Ao desassociar as imagens de seu conceito inicial, milhares de pessoas criticaram a marca por, supostamente, estimular a crueldade animal. Muitos chegaram a acreditar que as cabeças e peles eram realmente de animais. “É inaceitável. O que vem depois? Rostos de bebês?”, comentou uma usuária do Instagram no perfil da marca. Curiosamente, faces e elementos do corpo humano – não necessariamente de bebês – são constantes no trabalho de Roseberry. Pense em botas com metais que imitam dedos dos pés e óculos que mimetizam os olhos com precisão.

As críticas expõem um dos lados mais negativos dessa facilidade de difusão de imagens online: o julgamento imediato e sem contexto. Em um desfile de alta-costura, fantasia, arte e moda se misturam. Quando uma casa de moda como a Schiaparelli, com toda a sua herança surrealista, se apropria da imagem de cabeças de animais, ou de partes do corpo humano e as leva para a passarela, a intenção é a teatralidade, é contar uma história. E neste caso a narrativa não era sobre a caça ou qualquer outro tema relacionado à crueldade animal. As cabeças foram feitas do zero, à mão, com um processo artesanal e minucioso. “Feitas para parecerem o mais realista possível, celebrando a glória do mundo natural”, escreveu a marca.

Mensagem

Nesse tipo de desfile, a passarela extrapola o consumo, se torna um palco, espaço de liberdade criativa e de expressão. Em uma coleção de moda a mensagem está no todo, na coletividade das peças, e não em cada uma individualmente.

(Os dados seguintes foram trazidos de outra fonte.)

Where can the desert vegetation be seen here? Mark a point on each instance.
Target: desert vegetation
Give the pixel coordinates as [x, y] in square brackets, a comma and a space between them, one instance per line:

Com as imagens tiradas de contexto, a polêmica tomou proporções tão grandes que até mesmo o Peta – maior organização global que trabalha pela proteção dos animais – defendeu a Schiaparelli. Em entrevista ao portal americano TMZ, Ingrid Newkirk, presidente da ONG, comentou: “[A ROUPA]Celebra a beleza do leão e pode ser um ícone contra a caça por troféus, nas quais as famílias de leão são destruídas para satisfazer o ego humano… Essas cabeças de animais maravilhosamente inovadoras e tridimensionais mostram que onde há vontade há um jeito”.

As informações são do jornal O Estado de S. Paulo.